Isto é velho nos anais do jornalismo. Mas, como não existe operário mais corajoso que
o da pena, não vacilo em enfrentar o pelotão de execução da crítica, pedindo, apenas, como fez aquele desventuroso imperador caído em Queretaro, que
me poupe a cabeça, não pelo receio de ficar com o rosto desfigurado, mas sim pelo temor de não se encontrar em seu interior um resquício sequer de
massa cinzenta...
Dito isto à guisa de advertência, que é uma coisa que deve estar sempre nas cogitações
de quem se anima a escrever mais que simples carta a amigos e fregueses, vou tentar compor as minhas reminiscências, de sorte a dizer qualquer
coisa, embora banal, sobre "Revisão e revisores de jornal".
É provável, para não dizer certo, pois com isto
espantaria, sem dúvida, problemáticos e escassos leitores, que não me desincumbirei da tarefa com a galhardia que seria de desejar. Como, porém, a
sabedoria popular já consagrou o "quem dá o que tem, não é obrigado a mais", tiro dos escaninhos da memória as peças poeirentas de minhas
recordações, molhando-as na tinta violeta da saudade, a fim de apresentá-las ao público, um tanto rejuvenescidas, nesta hora de regozijo para os que
labutam na imprensa indígena.
***
Desde os tempos de minha meninice, e lá se vão seis
lustros bem puxados, que nutria pela revisão e revisores de jornal uma inexplicável admiração. E esta admiração mais se acentuava quando ouvia de
meu pai, que também foi homem de imprensa, narrações interessantes a respeito de certos príncipes do jornalismo que iniciaram a carreira como
simples revisores.
Predestinação ou quer que seja, o certo é que, chegando à adolescência, fui para um colégio
de meninos pobres, como interno. As narrações que ouvira cristalizaram-se e não se apagaram jamais de minha lembrança. E, sonhando com ser um dia um
revisor de jornal, dediquei-me ao estudo da Gramática e da História, conseguindo, depois de certo tempo, alguns conhecimentos que ultrapassavam as
lindes do programa de ensino do colégio.
Os professores dessas matérias - e seus nomes me caem da pena envoltos num halo de
respeito e de saudade - eram a princípio o dr. Artur Assis e Pedro Correia de Melo, aquele já falecido e este alto funcionário hoje do Banco de S.
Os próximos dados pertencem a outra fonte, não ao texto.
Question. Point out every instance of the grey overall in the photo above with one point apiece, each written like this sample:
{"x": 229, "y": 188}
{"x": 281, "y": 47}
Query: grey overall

Paulo, os quais mais tarde cederam as respectivas cadeiras ao dr. Heliodoro Dematos e coronel A. Raposo de Almeida, ambos não mais pertencentes ao
número dos vivos.
Esses professores, competentes e bondosos, me estimularam tanto quanto podiam, e eu,
que não cessava de pensar em revisão de jornal, aproveitava sofregamente as sábias lições dos mestres, procurando além disso aperfeiçoar-me com a
leitura metodizada de livros de Cândido de Figueiredo, Soares Barbosa, Carolina Micaelis de Vasconcelos, Gonçalves Viana e outros expoentes da boa
linguagem portuguesa, além de escritores tidos e havidos como perfeitos dominadores do idioma.
Um belo dia saí do colégio, e numa fria manhã de junho de 1920, muito jovem ainda,
ingressei na redação do extinto Jornal da Noite, onde, entre outras amizades, captei as de Mário Amazonas, capitão Sousa Filho, dr. Bastos
Coelho, Luiz Correia Pais, Afonso Schmidt, Gomes dos Santos Neto.
Foi ali também que travei conhecimento com João da Silva Figueira, o nosso dinâmico
chefe das oficinas, o qual, cheio de entusiasmo pela vida de jornal, e de mocidade, se esmerava em paginar o vespertino tão bem quanto o matutino,
porque "mestre Figueira" empregava sua atividade em dois setores: à noite, na A Tribuna, e à tarde, no Jornal da Noite.
Comecei nesse jornal com modestas reportagens, sobressaindo a que fiz por ocasião da
chegada a Santos do finado rei Alberto, da Bélgica. Três meses depois de provar o vinho agridoce do jornalismo, por indicação de Décio de Andrade,
essa alma boníssima que há pouco tivemos a desventura de perder, entrava para a Revisão da A Tribuna, no lugar vago com a transferência, para
a administração do grande órgão, de Jacinto Costa.
Era a materialização do meu sonho da meninice. Que ilusão, Senhor!
Lembro-me perfeitamente desse episódio, que marcou de maneira definitiva o rumo de
minha existência.
Foi a 20 de agosto de 1920. Noite escura e chuvosa.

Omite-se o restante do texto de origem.